Plugin from the theme’s directory
When you have to ship proprietary plugins as part of your theme, this is how you’re going to do it. In this example below, we will prompt our user to install the Visual Composer plugin. We’ve kept the js_composer.zip file inside the plugins folder in our theme.
[code lang=php]
$plugins = array(
// This is an example of how to include a plugin bundled with a theme.
array(
'name' => 'Visual Composer', // The plugin name.
'slug' => 'js_composer', // The plugin slug (typically the folder name).
'source' => 'js_composer.zip', // The plugin source.
'required' => true, // If false, the plugin is only 'recommended' instead of required.
'force_activation' => false, // If true, plugin is activated upon theme activation and cannot be deactivated until theme switch.
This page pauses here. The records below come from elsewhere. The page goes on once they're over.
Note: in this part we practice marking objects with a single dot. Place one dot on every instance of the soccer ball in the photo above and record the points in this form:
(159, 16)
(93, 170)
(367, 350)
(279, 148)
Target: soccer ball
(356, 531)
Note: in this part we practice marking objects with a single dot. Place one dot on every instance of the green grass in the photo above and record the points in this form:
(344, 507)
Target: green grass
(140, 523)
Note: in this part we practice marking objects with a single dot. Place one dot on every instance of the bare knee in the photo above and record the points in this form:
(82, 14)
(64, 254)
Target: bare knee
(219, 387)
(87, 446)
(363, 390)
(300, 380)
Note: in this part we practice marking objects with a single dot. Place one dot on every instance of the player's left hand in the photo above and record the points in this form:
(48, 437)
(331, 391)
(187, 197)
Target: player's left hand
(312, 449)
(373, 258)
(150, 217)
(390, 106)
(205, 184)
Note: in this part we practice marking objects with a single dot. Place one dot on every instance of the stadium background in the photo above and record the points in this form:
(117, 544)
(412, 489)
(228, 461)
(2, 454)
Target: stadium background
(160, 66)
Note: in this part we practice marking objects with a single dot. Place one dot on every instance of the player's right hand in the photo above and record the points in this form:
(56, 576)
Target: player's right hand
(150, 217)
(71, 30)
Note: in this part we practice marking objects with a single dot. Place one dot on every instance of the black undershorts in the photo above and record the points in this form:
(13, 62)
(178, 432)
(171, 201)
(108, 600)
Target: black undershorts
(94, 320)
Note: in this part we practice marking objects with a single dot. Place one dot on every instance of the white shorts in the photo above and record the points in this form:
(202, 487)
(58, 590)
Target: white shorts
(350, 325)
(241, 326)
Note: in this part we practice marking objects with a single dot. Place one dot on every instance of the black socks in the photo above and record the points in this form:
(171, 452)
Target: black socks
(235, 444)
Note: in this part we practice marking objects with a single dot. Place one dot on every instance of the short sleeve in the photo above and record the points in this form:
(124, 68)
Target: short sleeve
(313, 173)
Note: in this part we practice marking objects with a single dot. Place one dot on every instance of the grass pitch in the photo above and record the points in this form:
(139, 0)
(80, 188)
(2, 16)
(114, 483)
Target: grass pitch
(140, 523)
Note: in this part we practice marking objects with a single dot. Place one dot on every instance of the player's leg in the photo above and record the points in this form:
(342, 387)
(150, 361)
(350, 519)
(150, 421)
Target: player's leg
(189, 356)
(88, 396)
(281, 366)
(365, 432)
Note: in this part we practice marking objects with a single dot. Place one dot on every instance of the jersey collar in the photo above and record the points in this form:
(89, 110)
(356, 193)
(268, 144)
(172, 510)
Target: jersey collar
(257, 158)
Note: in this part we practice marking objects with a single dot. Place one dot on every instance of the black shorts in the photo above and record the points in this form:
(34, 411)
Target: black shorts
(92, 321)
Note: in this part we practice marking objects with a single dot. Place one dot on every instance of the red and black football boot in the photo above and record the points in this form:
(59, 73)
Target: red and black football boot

'force_deactivation' => false, // If true, plugin is deactivated upon theme switch, useful for theme-specific plugins.
),
);
[/code]
It will look like this in your WordPress themes screen
It’s important that you properly write the slug. It’s simple, just unzip the plugin zip file and take the folder name as it’s slug. If your theme has a hard dependency on this plugin, you should set the required to true. Otherwise, it would just like an optional plugin which is not required, but good to have. You can also set the value of force_activation to true in case you want this plugin to be automatically activate once installed. If your theme breaks without this plugin, then you would never want your users to deactivate this plugin as long as your theme is set as the active theme. In such cases, you can set it’s value to true
Plugin from the WordPress plugin repository
Well, in our previous example you’ve seen how to prompt your users to install a plugin that is bundled in a zip file in your theme. Let’s have a look to how we can prompt them to install a plugin from the WordPress plugin repository. This time, it’s Contact Form 7
[code lang=php]
$plugins = array(
//from WordPress plugins repo
array(
'name' => 'Contact Form 7',
'slug' => 'contact-form-7',
'required' => false,
),
);
[/code]
It will show slightly different message this time, as we set the plugin’s required parameter from true to false
If you’re wondering where to get the slug from, it’s actually pretty simple. If the plugin’s url in the WordPress repository is like https://wordpress.org/plugins/contact-form-7/
then the slug is contact-form-7
, i.e the last part of it’s url 🙂
Plugin from github repository
If your theme requires a plugin from github, it’s pretty simple to do it using TGM.
[code lang=php]
$plugins = array(
array(
"name"=>"Social Count",
"slug"=>"social-count-plus",
"external_url"=>"https://github.com/claudiosmweb/social-count-plus"
)
);
[/code]
It will show like this
If you click on Begin Installing Plugins then you can see the following screen which will guide you through the next steps!
So the final code block looks like this
[code lang=php]
require_once get_template_directory()."/vendors/tgm/class-tgm-plugin-activation.php";
add_action( 'tgmpa_register', 'theme_slug_register_required_plugins' );
function theme_slug_register_required_plugins() {
$plugins = array(
array(
'name' => 'Visual Composer', // The plugin name.
'slug' => 'js_composer', // The plugin slug (typically the folder name).
'source' => 'js_composer.zip', // The plugin source.
'required' => true, // If false, the plugin is only 'recommended' instead of required.
'force_activation' => false, // If true, plugin is activated upon theme activation and cannot be deactivated until theme switch.
'force_deactivation' => false, // If true, plugin is deactivated upon theme switch, useful for theme-specific plugins.
),
array(
'name' => 'Contact Form 7',
'slug' => 'contact-form-7',
'required' => false,
),
array(
"name"=>"Social Count",
"slug"=>"social-count-plus",
"external_url"=>"https://github.com/claudiosmweb/social-count-plus"
)
);
$config = array(
'id' => 'tgmpa',
'default_path' => get_template_directory()."/plugins/" ,
'menu' => 'tgmpa-install-plugins',
'parent_slug' => 'themes.php',
'capability' => 'edit_theme_options',
'has_notices' => true,
'dismissable' => true,
'dismiss_msg' => '',
'is_automatic' => false,
'message' => '',
);
tgmpa( $plugins, $config );
}
[/code]
I hope you’ve got some idea on how to use this beautiful TGM plugin activation library. Let me know in comments, I’d love to hear your thoughts.